Take a broom handle and hit the bracket to see if they fastened it down.


----------



## cda (Dec 1, 2019)

https://www.victaulic.com/products/vicflex-style-ab2-bracket/


Your not working, turn off the inspector Mode!!


----------



## e hilton (Dec 1, 2019)

cda said:


> Take a broom handle and hit the bracket to see if they fastened it down.


Right.  Just my luck to hit the head and get a rusty water shower.   

Interesting bracket, never seen that before.  Looks like it would be very useful.


----------



## cda (Dec 1, 2019)

I first saw flex pipe in the microchip maker places.

Some of the idea now a days with designers changing places yearly, if a sprinkler has to be adjusted a little. The flex allows that, without having to cut steel pipe.


----------



## ICE (Dec 1, 2019)

I can envision the T-bar contractor having a hard time with this.




I can see that this is putting pressure on the grid.


----------



## cda (Dec 1, 2019)

ICE said:


> I can envision the T-bar contractor having a hard time with this.
> 
> View attachment 6201
> 
> ...





Normally the T Bar is professionally installed first,,

Then the sprinkler person installs the bracket.


----------



## jar546 (Dec 1, 2019)

I went through Charlotte on Tuesday and Friday and noticed the renovations but did not look at the sprinkler system.  I feel as though I am losing my geekness.


----------



## ICE (Dec 1, 2019)

cda said:


> Normally the T Bar is professionally installed first,,
> 
> Then the sprinkler person installs the bracket.



It has been my practice to not allow anything to be added to the T-bar other than troffers or exit signs.  Some years ago the electrician was allowed to anchor a support wire but that's it.  It's probably a nonissue if nobody is complaining.


----------



## Scott Wytosick (Dec 2, 2019)

Sprinkler techs love these flexheads.
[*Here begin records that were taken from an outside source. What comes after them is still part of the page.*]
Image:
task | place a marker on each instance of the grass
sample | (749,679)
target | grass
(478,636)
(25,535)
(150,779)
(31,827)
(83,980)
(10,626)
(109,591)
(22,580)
The only real problem is making sure the pipes don't get bent too much. Sometimes there isn't much space between a drop ceiling and hard ceiling. That orange and white sleeve must slide freely throughout the sprinkler pipe flex hose.


----------



## steveray (Dec 2, 2019)

And when they don't figure the hydraulics right or use the wrong heads...Common practice here....I was inspecting a job years ago and the sprinkler fitter was installing CSST sprinkler drops, so I asked what they did to the hydraulics and if they were approved as they were not in the permit submittals. He said they are listed...I said, so is my chainsaw, but it doesn't put out a fire....They were all replaced with the braided hose on the next inspection.


----------



## ADAguy (Dec 3, 2019)

Nice catch!


----------